Scoble: Dear Jeff Bezos (one-week Kindle review)  - nickb
http://scobleizer.com/2007/11/25/dear-jeff-bezos-one-week-kindle-review/
======
olefoo
Whoever designed this thing has at the very least shown that they can finish
and ship a complex product; which is more valuable than anything Scoble has
done.

I doubt that Amazon will fire anyone from the Kindle team, and quite frankly
they shouldn't, this is a first generation product that is still trying to
find it's market. This is the portable reader/personal slate equivalent of the
TRS-80. It's ugly and some of it's features are a pain in the ass, and the
only way to find out what works and what doesn't is to throw it out there and
see what people complain about.

Which I guess is one of Scoble's strengths.

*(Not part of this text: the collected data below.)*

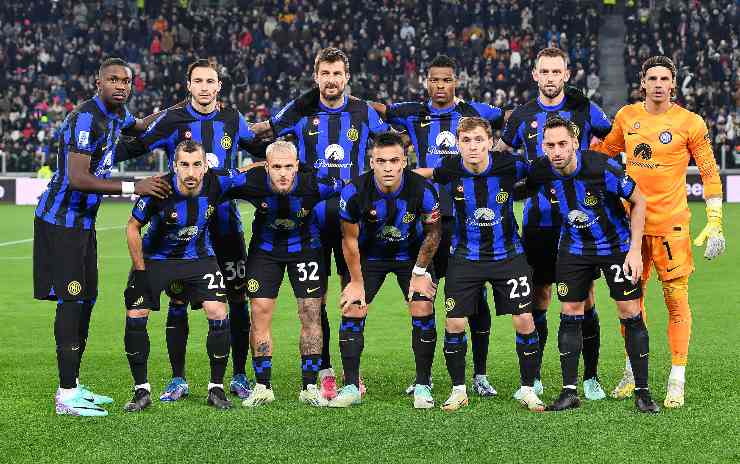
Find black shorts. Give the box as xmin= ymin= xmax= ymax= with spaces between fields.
xmin=33 ymin=218 xmax=98 ymax=301
xmin=522 ymin=226 xmax=559 ymax=286
xmin=444 ymin=254 xmax=534 ymax=318
xmin=432 ymin=217 xmax=454 ymax=278
xmin=211 ymin=231 xmax=248 ymax=293
xmin=245 ymin=248 xmax=325 ymax=299
xmin=362 ymin=259 xmax=437 ymax=304
xmin=126 ymin=258 xmax=227 ymax=310
xmin=556 ymin=252 xmax=642 ymax=302
xmin=321 ymin=196 xmax=349 ymax=279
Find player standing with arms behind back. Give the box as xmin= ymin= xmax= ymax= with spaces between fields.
xmin=592 ymin=56 xmax=725 ymax=408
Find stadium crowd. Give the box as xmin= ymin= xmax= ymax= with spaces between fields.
xmin=623 ymin=0 xmax=738 ymax=167
xmin=0 ymin=0 xmax=604 ymax=172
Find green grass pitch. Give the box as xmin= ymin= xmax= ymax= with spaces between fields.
xmin=1 ymin=202 xmax=738 ymax=463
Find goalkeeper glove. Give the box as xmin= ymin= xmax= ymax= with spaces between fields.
xmin=693 ymin=197 xmax=725 ymax=259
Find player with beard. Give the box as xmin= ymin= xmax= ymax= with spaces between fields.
xmin=234 ymin=142 xmax=344 ymax=407
xmin=368 ymin=55 xmax=502 ymax=397
xmin=495 ymin=48 xmax=612 ymax=401
xmin=34 ymin=58 xmax=173 ymax=416
xmin=252 ymin=47 xmax=389 ymax=400
xmin=130 ymin=59 xmax=258 ymax=402
xmin=525 ymin=117 xmax=659 ymax=413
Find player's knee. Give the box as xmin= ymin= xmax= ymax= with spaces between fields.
xmin=512 ymin=313 xmax=535 ymax=333
xmin=445 ymin=317 xmax=466 ymax=333
xmin=561 ymin=301 xmax=585 ymax=315
xmin=409 ymin=301 xmax=433 ymax=318
xmin=203 ymin=302 xmax=228 ymax=320
xmin=533 ymin=284 xmax=552 ymax=308
xmin=342 ymin=304 xmax=367 ymax=318
xmin=127 ymin=308 xmax=150 ymax=319
xmin=616 ymin=299 xmax=641 ymax=319
xmin=662 ymin=276 xmax=691 ymax=323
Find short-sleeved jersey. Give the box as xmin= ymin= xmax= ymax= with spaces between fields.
xmin=526 ymin=150 xmax=637 ymax=256
xmin=339 ymin=171 xmax=440 ymax=261
xmin=387 ymin=100 xmax=504 ymax=168
xmin=226 ymin=167 xmax=343 ymax=256
xmin=502 ymin=96 xmax=612 ymax=229
xmin=35 ymin=96 xmax=136 ymax=229
xmin=138 ymin=104 xmax=257 ymax=236
xmin=133 ymin=169 xmax=248 ymax=260
xmin=270 ymin=96 xmax=389 ymax=179
xmin=433 ymin=153 xmax=529 ymax=261
xmin=591 ymin=102 xmax=722 ymax=235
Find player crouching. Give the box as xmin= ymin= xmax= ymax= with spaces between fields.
xmin=122 ymin=140 xmax=253 ymax=411
xmin=333 ymin=133 xmax=442 ymax=409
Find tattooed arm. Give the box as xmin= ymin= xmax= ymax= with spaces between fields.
xmin=407 ymin=212 xmax=441 ymax=300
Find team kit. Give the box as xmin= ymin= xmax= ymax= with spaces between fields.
xmin=32 ymin=46 xmax=726 ymax=417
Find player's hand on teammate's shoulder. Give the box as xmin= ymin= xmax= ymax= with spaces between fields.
xmin=563 ymin=86 xmax=589 ymax=111
xmin=294 ymin=87 xmax=321 ymax=116
xmin=134 ymin=175 xmax=172 ymax=199
xmin=239 ymin=161 xmax=266 ymax=172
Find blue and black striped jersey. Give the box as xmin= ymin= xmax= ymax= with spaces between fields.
xmin=227 ymin=166 xmax=343 ymax=256
xmin=270 ymin=96 xmax=388 ymax=180
xmin=339 ymin=171 xmax=440 ymax=261
xmin=138 ymin=104 xmax=256 ymax=237
xmin=433 ymin=152 xmax=529 ymax=261
xmin=133 ymin=169 xmax=248 ymax=260
xmin=526 ymin=150 xmax=636 ymax=256
xmin=387 ymin=100 xmax=504 ymax=168
xmin=501 ymin=96 xmax=612 ymax=229
xmin=35 ymin=96 xmax=136 ymax=229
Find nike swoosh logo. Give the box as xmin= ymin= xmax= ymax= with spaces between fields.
xmin=627 ymin=132 xmax=638 ymax=136
xmin=666 ymin=266 xmax=679 ymax=272
xmin=640 ymin=352 xmax=648 ymax=358
xmin=454 ymin=197 xmax=465 ymax=201
xmin=528 ymin=133 xmax=538 ymax=139
xmin=550 ymin=199 xmax=559 ymax=204
xmin=523 ymin=351 xmax=537 ymax=356
xmin=125 ymin=351 xmax=140 ymax=356
xmin=420 ymin=121 xmax=432 ymax=127
xmin=213 ymin=354 xmax=228 ymax=359
xmin=559 ymin=352 xmax=571 ymax=356
xmin=307 ymin=287 xmax=321 ymax=294
xmin=234 ymin=283 xmax=246 ymax=290
xmin=420 ymin=338 xmax=435 ymax=343
xmin=443 ymin=350 xmax=458 ymax=354
xmin=216 ymin=293 xmax=226 ymax=297
xmin=339 ymin=338 xmax=355 ymax=343
xmin=518 ymin=301 xmax=531 ymax=309
xmin=308 ymin=130 xmax=321 ymax=136
xmin=623 ymin=288 xmax=638 ymax=296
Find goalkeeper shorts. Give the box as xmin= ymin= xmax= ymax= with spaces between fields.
xmin=642 ymin=224 xmax=695 ymax=281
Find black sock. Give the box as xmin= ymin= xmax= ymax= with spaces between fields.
xmin=558 ymin=314 xmax=583 ymax=388
xmin=621 ymin=314 xmax=649 ymax=389
xmin=206 ymin=318 xmax=230 ymax=385
xmin=229 ymin=300 xmax=250 ymax=376
xmin=301 ymin=354 xmax=322 ymax=389
xmin=320 ymin=303 xmax=332 ymax=369
xmin=54 ymin=300 xmax=83 ymax=389
xmin=76 ymin=298 xmax=94 ymax=381
xmin=252 ymin=356 xmax=272 ymax=388
xmin=338 ymin=316 xmax=365 ymax=387
xmin=515 ymin=330 xmax=540 ymax=387
xmin=165 ymin=302 xmax=188 ymax=379
xmin=532 ymin=308 xmax=548 ymax=379
xmin=469 ymin=290 xmax=491 ymax=376
xmin=411 ymin=315 xmax=436 ymax=385
xmin=124 ymin=316 xmax=150 ymax=386
xmin=582 ymin=306 xmax=601 ymax=380
xmin=443 ymin=331 xmax=467 ymax=387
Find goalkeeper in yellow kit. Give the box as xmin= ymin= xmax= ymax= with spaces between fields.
xmin=592 ymin=56 xmax=725 ymax=408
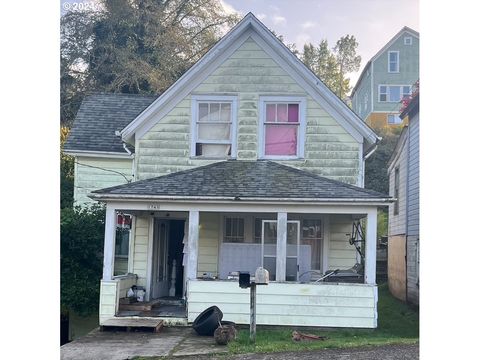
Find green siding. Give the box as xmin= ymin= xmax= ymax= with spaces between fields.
xmin=74 ymin=156 xmax=133 ymax=205
xmin=373 ymin=35 xmax=419 ymax=112
xmin=132 ymin=216 xmax=150 ymax=287
xmin=352 ymin=65 xmax=372 ymax=120
xmin=137 ymin=37 xmax=360 ymax=185
xmin=328 ymin=215 xmax=358 ymax=270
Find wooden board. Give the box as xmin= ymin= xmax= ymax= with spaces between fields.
xmin=118 ymin=298 xmax=162 ymax=311
xmin=101 ymin=318 xmax=164 ymax=333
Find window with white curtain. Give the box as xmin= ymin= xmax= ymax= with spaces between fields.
xmin=191 ymin=96 xmax=237 ymax=158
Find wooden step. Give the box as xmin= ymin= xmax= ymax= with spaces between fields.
xmin=118 ymin=298 xmax=162 ymax=311
xmin=100 ymin=318 xmax=164 ymax=333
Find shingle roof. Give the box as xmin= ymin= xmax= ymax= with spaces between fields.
xmin=91 ymin=160 xmax=390 ymax=201
xmin=64 ymin=93 xmax=158 ymax=154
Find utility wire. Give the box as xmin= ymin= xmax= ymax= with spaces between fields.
xmin=75 ymin=161 xmax=133 ymax=183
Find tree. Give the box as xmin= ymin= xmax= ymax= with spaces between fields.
xmin=365 ymin=126 xmax=403 ymax=195
xmin=60 ymin=0 xmax=240 ymax=124
xmin=61 ymin=204 xmax=106 ymax=316
xmin=61 ymin=127 xmax=74 ymax=209
xmin=301 ymin=36 xmax=360 ymax=101
xmin=333 ymin=35 xmax=361 ymax=99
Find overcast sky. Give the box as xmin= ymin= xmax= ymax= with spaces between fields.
xmin=222 ymin=0 xmax=419 ymax=88
xmin=61 ymin=0 xmax=419 ymax=91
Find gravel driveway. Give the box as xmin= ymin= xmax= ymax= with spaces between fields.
xmin=172 ymin=343 xmax=419 ymax=360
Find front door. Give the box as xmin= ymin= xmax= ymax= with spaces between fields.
xmin=151 ymin=220 xmax=169 ymax=299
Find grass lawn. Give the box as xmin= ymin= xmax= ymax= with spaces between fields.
xmin=227 ymin=283 xmax=419 ymax=354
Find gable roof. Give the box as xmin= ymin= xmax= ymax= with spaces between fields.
xmin=351 ymin=26 xmax=419 ymax=97
xmin=64 ymin=93 xmax=157 ymax=155
xmin=120 ymin=13 xmax=380 ymax=146
xmin=90 ymin=160 xmax=390 ymax=202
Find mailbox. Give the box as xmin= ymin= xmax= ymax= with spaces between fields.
xmin=255 ymin=267 xmax=269 ymax=285
xmin=239 ymin=271 xmax=251 ymax=288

I suspect the Kindle team think their product could have benefited from
another year of development and that crucial features were cut from the
schedule and that the BOM was more costly than they thought, and I'm
interested in seeing what version two looks like.

------
nkohari
Dear Robert Scoble, please stop being the Paris Hilton of the blog world and
do something relevant.

Although, I will say that the Kindle misses the mark. Too expensive and not
open enough.

------
chaostheory
Not surprisingly the firm that designed this, <http://www.wolffolins.com/>,
also designed the butt ugly 2012 Olympics Logo - <http://www.london2012.com/>

------
altano
Anyone care to count the number of times he said _fired_ in that video?

------
Tichy
That was the first Scoble video I have watched, and I thought it was kind of
fun. I think he was speaking for most of us.